An action is moral if it is done in accordance with virtue, which is a way to obtain values, which are used to sustain life. It is immoral if it is contrary to virtue. Nudity cannot on its own be a way to obtain, or destroy a value. One can obtain values naked, and one can destroy values naked – the same as if one was clothed. Nudity, or non-nudity plays no role in the process.

When we factor in the reactions of others to our nudity, however, things can get a little bit messy. Would you go naked in the street if you know that your crazy neighbor would shoot you down on the spot if he saw you breaking the societal norms? Would you go naked through the city if you knew the police would lock you up in a cell and you’d be punished by the courts for “indecent exposure”, “disturbing the peace”, or whatnot? These would be immoral, because you know doing these things puts you in direct danger. Even if you don’t know these things in particular, you must know that going naked down the street in a society such as it is today, is generally a bad idea, so unless you have some higher purpose, doing so is immoral because you are putting yourself and possibly some others in danger.

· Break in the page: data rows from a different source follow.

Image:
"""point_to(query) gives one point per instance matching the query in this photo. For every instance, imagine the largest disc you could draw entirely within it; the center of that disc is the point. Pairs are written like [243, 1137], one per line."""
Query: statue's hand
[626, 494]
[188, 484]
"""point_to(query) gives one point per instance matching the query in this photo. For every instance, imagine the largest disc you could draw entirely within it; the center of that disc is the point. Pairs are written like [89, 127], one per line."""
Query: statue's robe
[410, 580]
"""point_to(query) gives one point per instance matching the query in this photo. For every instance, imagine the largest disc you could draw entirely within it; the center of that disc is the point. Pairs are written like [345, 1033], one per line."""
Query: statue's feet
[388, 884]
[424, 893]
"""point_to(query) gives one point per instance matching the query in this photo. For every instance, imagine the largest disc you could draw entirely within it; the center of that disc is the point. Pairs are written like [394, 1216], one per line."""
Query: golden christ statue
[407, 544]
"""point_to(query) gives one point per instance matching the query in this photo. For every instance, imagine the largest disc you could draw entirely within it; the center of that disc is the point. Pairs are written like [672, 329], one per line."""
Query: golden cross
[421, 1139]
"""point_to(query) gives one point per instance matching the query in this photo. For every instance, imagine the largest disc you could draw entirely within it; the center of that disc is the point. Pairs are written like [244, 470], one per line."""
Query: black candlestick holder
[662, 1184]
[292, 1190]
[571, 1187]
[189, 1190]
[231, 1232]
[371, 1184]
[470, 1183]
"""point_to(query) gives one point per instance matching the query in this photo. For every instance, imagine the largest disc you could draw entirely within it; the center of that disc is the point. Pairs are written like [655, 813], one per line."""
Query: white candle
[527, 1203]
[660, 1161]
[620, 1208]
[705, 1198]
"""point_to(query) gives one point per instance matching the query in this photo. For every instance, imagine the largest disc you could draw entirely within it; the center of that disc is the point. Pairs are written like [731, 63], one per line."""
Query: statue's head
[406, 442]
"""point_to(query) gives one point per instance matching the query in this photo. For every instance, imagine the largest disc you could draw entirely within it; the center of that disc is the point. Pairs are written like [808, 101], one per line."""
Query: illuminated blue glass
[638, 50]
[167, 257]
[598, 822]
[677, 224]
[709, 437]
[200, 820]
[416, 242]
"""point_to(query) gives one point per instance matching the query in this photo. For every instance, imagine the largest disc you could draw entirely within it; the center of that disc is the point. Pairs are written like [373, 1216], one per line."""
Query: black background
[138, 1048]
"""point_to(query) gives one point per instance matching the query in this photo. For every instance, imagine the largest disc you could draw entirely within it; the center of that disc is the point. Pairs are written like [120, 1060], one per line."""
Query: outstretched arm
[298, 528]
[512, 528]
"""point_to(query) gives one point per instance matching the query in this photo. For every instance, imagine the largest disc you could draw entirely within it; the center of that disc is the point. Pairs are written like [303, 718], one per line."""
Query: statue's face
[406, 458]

Note, however, that we aren’t judging nudity per se here. What we’re judging is the action of appearing naked in a certain setting. You may be right when you say that your nudity harms nobody, but that point is moot when someone reacts like a barbarian because you are nude.

The article I mentioned at the beginning basically left the question unanswered – it concluded that the reader should judge whether it is moral or not, without providing any means to do so. Why write an article then in the first place? I’ll try to correct that by saying that nudity is amoral – don’t try to judge nudity on its own. What one should judge morally are the actions one takes while nude. Is going naked down the street moral? That depends if there is anyone – including the nudist – who can be hurt by this. Is doing laundry in the nude moral? Well, if you’re at home it probably is, but if you’re doing laundry at work, think closely about it.

Always ask yourself if the action hurts you or anyone else. If the answer is yes, then nudity in that situation is probably immoral; if the answer is no, go for it. Most actions that fall under the category of relaxation will probably be amoral (i.e. morally irrelevant, just like it is for clothed people), exhibitionism will probably be immoral and doing productive work in the nude will be the same as doing productive work clothed – moral.

7 thoughts on “A moral assessment of nudism

Add yours

  1. I wholeheartedly agree. Nudity is a state of being and, as you point out, amoral. Morality is a judgment placed actions based on the harm those actions might cause and one’s state of dress is immaterial.


  2. The ubiquitous confusion between morals and mores. Morals are objective – it is always wrong to murder, lie, steal, etc. Mores (societal norms) are subjective – they change by time, place, and who is standing around.


    1. Hello Rick, yes, that’s what I wanted to say. Except I don’t really agree on lying being always wrong. If there’s a murderer holding you captive and is out to get your children, then it’s OK to lie. Morality is always about gaining and keeping a value – in the case of your children, they are of value to you, so of course you wouldn’t do anything to put them in danger.